Az önceki ses tonunu biraz daha endişeli bir tavırla değiştirerek titreyen vücudu ile sözüne devam eder...
" Baba, Oğul ve Kutsal ruh adına...Yine öldüler, kanlarının sıcaklığını hissediyorum. Tanrı onları korusun." diyerek dua etmeye başlar.
Samanta karşılaştığı bir hayli ürkütücü ve esrarengiz olan bu olaya alışık olacak ki bir ara olduğu yerde durup, ardından kadının bulunduğu tarafa doğru yürümeye başlar. Bankın önüne gelen Samanta, tuhaf görünümlü kadının yanına oturur. Samanta oturduğu sırada tuhaf görünümlü kadın hızlı bir şekilde kendisini tam köşeye doğru çeker. Samanta bu durum üzerine, başı yere doğru eğik bir hayli korkan ve titreyen kadına bakarak:
"Bir aydır, her üç gün de bir bana bunu söylüyorsunuz!! Ama inanın bayan ne demek istediğinizi anlamıyorum... Açıkçası, ismimi nereden biliyorsunuz, siz kimsiniz? Eviniz, bir yakınınız yok mu? " diyerek elini cebine doğru götürür.
Samanta cebinden çıkardığı kendisine ait polis rozertini kadına doğru tutarak:
"Bakın, ben bir kıdemli komiserim. Size yardımcı olabilirim." der ve kadına dokunmak üzere elini ona doğru uzatır.
Bir an tuhaf görünümlü kadın, Samanta'nın kendisine doğru uzattığı elini tüm gücüyle sımsıkı tutarak:
"Onlar ölüyorlar.
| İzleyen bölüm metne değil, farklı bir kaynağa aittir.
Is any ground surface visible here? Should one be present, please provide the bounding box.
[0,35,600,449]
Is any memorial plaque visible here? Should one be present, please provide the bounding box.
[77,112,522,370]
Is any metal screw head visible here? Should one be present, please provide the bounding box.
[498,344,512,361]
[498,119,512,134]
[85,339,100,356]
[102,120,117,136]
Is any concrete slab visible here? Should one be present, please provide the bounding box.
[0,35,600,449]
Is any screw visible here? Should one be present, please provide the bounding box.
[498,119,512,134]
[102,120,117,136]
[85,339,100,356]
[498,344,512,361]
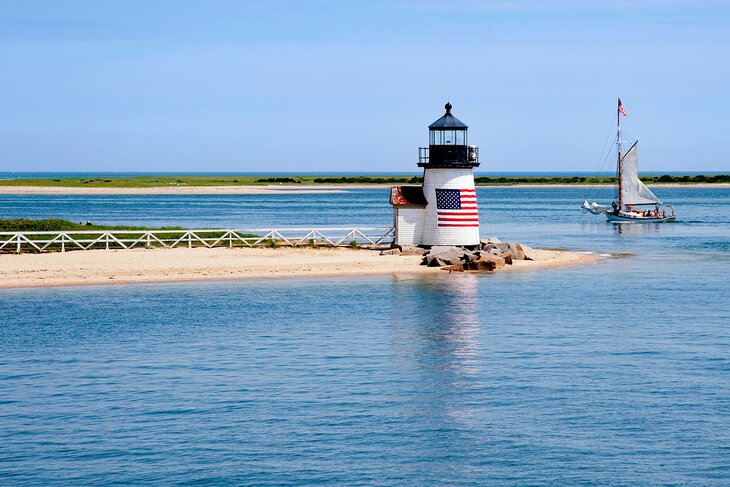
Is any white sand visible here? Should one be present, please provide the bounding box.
[0,185,346,195]
[0,248,596,288]
[0,183,730,195]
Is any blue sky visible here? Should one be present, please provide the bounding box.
[0,0,730,172]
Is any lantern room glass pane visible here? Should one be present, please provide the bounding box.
[454,130,466,145]
[428,129,466,145]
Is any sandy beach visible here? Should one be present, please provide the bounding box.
[0,183,730,195]
[0,185,352,195]
[0,248,597,288]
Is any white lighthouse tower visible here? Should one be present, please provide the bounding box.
[391,103,479,247]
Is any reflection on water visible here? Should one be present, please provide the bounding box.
[393,273,479,376]
[393,273,486,432]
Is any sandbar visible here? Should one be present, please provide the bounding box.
[0,247,597,288]
[0,183,730,195]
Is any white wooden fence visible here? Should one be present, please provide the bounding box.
[0,227,394,253]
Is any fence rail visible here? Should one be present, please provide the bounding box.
[0,227,395,253]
Her geçen gün daha acı çekerek ölecekler. Kan tarlasında kanları içinde boğulacaklar. Ama senin ölümün bu oyunu sonlandıracak. Onlar senin için gelecekler, buradan gitmelisin."
ŞİMDİ OKUDUĞUN
TANRININ KANI (YENİ)
Mystery / Thriller"Ya Rab Kanını Gönder Bize; Ya Dünyanın Kötülüğünü Yok etsin, Ya Da Bize Yeniden Hayat Versin!" "Dua et, benim için dua et! Lütfen... Lütfen, bunu bir an önce yap.. Ah sevgili Rafael; anlamadın mı halen daha? Gökte ki tahtını bırakıp da, dünyamıza...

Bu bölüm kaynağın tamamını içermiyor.